What Do Scientists Produce: Knowledge

Interview with IdeaConnection Problem Solver Elizabeth Bent
Dr. Elizabeth Bent’s work focuses on terrestrial microbial ecology, which she hopes to use to help boost the productivity and health of agricultural, forest, or polluted soils.

Her work also has parallels in studies of microbial ecology in veterinary sciences and medicine (for example, studies of intestinal microbiota, which she has also been involved in). She talks about her scientific background and research and her experience as a problem solver with IdeaConnection.

photo of Elizabeth BentWhat motivates your research?
Like many academic scientists, I would like to know more about how the world works, and leave it a better place than I found it.

What have been your most significant achievements?
My publication record is quite strong   I have edited books and written many book chapters and journal articles. People often are confused about what scientists produce: we produce knowledge. The advances in knowledge I have provided in these books and articles, while small, are still significant and every advance helps the field move along.

What attracted you to working with IdeaConnection?
I’m a postdoctoral scientist, and I have been for some time (over ten years now). These positions do not come with a large salary, and I have been supporting my family, as my husband is an artist and makes even less money than I do. I was drawn to IdeaConnection because it offered a way for me to make extra spending money on a part-time basis, working on projects I considered interesting.

How did you find the experience of working with mix of different cultures and disciplines?
I did not really experience much of a culture or cross-discipline shock, since I work in academia as a molecular microbial ecologist. In my line of work, I typically deal with people from many different countries and disciplines. The range of cultures and disciplines represented in the teams I’ve been a part of was actually quite small compared to what I experience on a typical work day.

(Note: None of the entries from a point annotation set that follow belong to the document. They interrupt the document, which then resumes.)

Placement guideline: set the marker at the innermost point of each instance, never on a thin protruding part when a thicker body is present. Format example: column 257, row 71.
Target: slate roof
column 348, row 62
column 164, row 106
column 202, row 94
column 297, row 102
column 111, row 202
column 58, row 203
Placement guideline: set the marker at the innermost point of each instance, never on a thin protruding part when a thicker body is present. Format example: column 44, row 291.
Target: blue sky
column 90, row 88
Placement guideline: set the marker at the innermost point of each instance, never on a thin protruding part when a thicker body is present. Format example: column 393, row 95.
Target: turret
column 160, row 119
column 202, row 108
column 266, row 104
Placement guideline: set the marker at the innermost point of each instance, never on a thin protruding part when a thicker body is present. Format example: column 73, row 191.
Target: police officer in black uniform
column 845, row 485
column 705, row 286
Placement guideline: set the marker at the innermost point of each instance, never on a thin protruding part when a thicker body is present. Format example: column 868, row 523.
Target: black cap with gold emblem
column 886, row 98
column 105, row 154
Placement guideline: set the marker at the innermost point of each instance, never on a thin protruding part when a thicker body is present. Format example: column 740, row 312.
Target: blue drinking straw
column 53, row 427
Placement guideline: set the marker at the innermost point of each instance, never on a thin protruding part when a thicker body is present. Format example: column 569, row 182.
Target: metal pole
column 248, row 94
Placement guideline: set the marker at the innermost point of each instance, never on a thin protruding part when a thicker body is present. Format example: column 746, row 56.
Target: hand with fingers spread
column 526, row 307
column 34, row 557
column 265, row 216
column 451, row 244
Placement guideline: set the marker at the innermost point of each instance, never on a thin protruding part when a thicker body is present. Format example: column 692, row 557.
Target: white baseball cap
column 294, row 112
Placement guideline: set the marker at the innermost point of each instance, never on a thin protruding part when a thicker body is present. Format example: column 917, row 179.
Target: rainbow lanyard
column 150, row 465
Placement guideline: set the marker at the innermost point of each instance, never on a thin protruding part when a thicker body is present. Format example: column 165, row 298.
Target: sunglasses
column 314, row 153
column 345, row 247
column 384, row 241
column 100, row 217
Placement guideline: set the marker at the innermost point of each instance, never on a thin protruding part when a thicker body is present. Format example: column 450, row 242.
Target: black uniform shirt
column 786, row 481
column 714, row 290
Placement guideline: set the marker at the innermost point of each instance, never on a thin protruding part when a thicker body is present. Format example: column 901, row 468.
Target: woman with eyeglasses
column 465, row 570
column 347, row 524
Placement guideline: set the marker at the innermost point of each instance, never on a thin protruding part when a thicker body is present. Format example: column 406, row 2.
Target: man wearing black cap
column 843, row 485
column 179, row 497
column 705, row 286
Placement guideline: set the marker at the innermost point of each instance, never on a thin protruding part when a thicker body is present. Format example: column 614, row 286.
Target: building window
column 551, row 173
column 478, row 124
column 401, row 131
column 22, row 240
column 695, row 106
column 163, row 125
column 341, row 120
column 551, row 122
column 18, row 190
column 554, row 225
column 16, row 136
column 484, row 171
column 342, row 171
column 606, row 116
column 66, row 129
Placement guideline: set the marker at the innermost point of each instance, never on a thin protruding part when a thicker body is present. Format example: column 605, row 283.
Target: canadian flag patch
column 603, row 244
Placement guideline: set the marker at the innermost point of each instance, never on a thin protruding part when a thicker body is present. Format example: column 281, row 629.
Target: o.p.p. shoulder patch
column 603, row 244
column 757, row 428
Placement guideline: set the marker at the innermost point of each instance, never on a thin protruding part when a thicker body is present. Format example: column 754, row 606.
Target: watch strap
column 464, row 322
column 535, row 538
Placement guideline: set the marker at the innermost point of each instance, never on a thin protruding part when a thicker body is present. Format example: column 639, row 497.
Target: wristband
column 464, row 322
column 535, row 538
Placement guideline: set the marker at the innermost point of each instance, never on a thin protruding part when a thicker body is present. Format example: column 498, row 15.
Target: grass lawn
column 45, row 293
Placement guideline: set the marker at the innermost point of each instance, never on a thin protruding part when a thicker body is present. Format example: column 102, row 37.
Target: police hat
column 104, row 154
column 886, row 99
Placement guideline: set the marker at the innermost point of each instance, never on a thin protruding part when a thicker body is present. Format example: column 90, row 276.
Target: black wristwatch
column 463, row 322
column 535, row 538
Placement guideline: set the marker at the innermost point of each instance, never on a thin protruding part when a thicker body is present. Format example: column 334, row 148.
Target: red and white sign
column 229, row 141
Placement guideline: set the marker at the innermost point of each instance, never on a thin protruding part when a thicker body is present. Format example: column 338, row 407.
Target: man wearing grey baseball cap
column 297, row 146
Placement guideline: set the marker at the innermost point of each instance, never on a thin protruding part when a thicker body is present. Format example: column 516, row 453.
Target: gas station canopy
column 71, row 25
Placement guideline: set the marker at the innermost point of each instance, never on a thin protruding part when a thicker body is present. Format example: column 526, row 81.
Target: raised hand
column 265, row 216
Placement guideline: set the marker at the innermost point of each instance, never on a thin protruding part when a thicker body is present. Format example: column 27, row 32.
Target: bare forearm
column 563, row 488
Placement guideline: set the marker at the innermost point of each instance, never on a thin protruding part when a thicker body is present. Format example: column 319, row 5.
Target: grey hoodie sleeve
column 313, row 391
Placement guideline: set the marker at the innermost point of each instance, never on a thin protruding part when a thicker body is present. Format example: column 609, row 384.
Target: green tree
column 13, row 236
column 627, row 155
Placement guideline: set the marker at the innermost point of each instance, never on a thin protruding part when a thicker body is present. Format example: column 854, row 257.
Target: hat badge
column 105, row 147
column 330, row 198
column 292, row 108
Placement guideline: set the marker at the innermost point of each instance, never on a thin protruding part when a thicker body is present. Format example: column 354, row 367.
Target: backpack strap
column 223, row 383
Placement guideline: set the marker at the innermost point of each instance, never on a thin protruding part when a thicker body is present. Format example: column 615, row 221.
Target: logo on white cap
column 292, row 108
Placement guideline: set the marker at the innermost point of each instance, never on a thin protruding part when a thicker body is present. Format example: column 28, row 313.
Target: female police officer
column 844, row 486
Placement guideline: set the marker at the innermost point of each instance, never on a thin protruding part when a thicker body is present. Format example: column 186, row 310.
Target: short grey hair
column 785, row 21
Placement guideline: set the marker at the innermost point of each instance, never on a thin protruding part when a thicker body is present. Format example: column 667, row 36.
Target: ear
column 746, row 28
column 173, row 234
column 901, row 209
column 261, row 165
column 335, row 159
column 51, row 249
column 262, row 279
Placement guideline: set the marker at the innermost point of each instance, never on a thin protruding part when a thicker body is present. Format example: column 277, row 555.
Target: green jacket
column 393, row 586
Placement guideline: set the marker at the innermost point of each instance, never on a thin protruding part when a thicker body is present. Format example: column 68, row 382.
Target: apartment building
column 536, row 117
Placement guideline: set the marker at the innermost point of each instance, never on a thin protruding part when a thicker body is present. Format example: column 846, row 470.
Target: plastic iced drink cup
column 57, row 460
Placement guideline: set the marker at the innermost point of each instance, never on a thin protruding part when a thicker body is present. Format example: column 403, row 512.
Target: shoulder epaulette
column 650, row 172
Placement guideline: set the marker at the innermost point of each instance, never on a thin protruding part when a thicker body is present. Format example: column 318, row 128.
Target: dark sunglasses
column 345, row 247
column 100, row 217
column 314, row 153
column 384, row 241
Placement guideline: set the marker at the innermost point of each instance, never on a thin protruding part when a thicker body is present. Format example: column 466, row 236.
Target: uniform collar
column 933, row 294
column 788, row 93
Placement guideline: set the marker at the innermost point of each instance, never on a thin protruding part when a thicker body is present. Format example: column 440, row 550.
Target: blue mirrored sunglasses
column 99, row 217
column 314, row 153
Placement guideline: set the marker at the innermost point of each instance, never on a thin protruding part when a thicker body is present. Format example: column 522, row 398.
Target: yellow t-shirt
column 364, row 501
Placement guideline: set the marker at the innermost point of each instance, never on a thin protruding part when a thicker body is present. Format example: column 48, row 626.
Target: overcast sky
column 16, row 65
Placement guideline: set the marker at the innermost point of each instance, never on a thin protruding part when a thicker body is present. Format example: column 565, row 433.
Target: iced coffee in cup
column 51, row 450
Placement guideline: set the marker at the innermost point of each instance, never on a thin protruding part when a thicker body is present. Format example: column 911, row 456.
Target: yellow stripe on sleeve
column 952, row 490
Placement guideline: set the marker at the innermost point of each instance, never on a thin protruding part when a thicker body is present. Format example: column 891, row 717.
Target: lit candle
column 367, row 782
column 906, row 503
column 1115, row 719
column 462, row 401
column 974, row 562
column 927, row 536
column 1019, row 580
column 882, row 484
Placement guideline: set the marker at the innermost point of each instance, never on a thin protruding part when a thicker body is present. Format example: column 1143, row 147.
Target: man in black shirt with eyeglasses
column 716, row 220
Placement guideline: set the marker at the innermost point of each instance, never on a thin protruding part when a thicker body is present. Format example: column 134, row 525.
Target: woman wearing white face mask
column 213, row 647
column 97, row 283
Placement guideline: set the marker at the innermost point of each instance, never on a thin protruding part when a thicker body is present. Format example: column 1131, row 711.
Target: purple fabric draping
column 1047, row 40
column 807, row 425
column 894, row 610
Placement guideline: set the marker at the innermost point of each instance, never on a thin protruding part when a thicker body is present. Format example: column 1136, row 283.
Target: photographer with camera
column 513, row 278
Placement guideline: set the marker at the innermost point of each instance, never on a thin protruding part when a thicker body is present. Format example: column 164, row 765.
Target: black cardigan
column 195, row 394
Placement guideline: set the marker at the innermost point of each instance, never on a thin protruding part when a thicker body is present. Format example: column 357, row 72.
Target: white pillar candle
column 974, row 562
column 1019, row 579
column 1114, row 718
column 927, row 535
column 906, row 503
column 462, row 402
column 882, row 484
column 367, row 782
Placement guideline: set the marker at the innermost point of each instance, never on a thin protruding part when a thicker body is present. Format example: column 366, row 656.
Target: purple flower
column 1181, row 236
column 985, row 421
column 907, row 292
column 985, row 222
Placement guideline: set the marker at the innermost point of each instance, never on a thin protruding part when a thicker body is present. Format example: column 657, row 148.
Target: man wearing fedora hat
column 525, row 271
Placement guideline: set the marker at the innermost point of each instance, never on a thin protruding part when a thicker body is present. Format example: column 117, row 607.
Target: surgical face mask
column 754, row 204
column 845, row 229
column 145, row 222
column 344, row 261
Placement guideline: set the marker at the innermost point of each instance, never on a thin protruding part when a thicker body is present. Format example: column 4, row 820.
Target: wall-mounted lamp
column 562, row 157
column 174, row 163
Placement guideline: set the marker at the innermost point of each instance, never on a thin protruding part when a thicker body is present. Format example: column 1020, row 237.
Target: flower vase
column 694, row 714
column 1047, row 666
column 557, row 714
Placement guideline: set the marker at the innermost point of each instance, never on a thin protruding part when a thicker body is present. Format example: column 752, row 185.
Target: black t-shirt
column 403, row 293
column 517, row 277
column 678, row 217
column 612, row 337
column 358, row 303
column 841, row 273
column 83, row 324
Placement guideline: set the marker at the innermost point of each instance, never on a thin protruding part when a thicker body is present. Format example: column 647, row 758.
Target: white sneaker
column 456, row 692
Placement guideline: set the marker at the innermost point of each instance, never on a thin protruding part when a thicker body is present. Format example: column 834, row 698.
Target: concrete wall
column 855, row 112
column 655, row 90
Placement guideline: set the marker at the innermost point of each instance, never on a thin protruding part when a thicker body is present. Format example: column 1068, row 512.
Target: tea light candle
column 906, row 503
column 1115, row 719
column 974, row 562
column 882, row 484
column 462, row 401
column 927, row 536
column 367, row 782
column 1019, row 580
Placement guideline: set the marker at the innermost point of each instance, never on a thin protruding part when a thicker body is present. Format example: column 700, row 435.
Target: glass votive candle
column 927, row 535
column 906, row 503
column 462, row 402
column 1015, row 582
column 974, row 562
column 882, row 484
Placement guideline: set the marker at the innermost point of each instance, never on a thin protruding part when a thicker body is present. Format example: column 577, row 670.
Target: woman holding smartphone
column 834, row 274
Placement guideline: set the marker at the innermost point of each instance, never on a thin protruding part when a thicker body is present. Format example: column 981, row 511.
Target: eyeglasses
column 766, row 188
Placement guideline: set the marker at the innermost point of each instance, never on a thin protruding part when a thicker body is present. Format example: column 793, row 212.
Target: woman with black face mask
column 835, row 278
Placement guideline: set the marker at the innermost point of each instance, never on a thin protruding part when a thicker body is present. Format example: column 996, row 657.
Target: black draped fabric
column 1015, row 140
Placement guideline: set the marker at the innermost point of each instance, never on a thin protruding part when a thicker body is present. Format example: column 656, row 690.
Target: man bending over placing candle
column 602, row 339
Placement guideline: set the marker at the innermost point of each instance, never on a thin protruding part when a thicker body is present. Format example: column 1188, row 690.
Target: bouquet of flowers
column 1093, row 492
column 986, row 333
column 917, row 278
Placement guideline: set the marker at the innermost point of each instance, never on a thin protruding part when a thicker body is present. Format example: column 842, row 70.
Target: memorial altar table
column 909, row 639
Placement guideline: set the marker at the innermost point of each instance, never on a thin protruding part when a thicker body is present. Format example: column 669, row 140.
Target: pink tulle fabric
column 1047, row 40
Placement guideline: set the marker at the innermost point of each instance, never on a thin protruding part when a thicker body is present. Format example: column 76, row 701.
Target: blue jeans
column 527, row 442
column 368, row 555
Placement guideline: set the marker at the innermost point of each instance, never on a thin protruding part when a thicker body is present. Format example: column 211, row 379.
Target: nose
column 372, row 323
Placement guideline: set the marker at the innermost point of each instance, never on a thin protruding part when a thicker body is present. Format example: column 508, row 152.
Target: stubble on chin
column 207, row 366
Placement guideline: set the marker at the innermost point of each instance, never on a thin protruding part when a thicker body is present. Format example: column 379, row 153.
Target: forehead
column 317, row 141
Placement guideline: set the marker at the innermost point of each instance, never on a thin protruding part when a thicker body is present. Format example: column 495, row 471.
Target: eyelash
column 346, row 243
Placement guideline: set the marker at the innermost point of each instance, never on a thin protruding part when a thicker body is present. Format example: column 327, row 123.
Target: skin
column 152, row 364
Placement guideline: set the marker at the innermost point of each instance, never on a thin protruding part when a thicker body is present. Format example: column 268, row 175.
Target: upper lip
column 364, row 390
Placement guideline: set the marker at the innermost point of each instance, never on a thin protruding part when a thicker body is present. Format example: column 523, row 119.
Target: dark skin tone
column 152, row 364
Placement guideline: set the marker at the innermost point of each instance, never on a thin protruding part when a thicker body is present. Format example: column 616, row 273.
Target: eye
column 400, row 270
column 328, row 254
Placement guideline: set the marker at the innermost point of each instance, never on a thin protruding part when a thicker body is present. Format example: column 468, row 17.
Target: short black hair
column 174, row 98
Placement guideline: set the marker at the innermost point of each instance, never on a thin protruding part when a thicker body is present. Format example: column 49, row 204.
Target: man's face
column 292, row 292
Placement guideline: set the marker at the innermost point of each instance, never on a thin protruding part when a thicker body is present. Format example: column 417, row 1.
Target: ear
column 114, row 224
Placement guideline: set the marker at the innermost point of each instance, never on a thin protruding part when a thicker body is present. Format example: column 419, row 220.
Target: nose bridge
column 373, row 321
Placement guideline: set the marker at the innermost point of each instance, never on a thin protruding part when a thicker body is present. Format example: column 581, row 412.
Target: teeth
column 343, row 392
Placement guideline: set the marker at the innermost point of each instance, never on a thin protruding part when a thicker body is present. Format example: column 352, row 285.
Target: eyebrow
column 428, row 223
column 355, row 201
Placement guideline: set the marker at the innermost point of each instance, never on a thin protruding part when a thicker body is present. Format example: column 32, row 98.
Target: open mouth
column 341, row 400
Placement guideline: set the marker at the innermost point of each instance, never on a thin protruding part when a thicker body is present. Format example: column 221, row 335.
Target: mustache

As well as imparting knowledge did you learn something from the experience?
I have been involved in two challenges. One of them allowed me to contact old colleagues I met while editing a book on induced systemic resistance in plants, and the other allowed me to investigate the diagnostic characteristics of tRNA gene sequences. No knowledge is useless knowledge, and so in the course of teaching myself about these areas so that I could help write the final reports, I gained knowledge that may someday help me in my work.

What do you feel about contingency, the idea that you will only be paid if a seeker selects your solution?
I would prefer to be kept on a retainer or paid an hourly fee, of course, but I take these challenges for what they are   interesting side projects that should be rewarding in terms of the new knowledge gained from it, with a possibility of payment.

How successful have you been with IC? What did winning a financial award mean to you?
I have been involved in two challenges, and one was accepted for a partial (70%) payment. The award will be useful, and if I hadn’t won something I probably would be considerably less inclined to work on another challenge.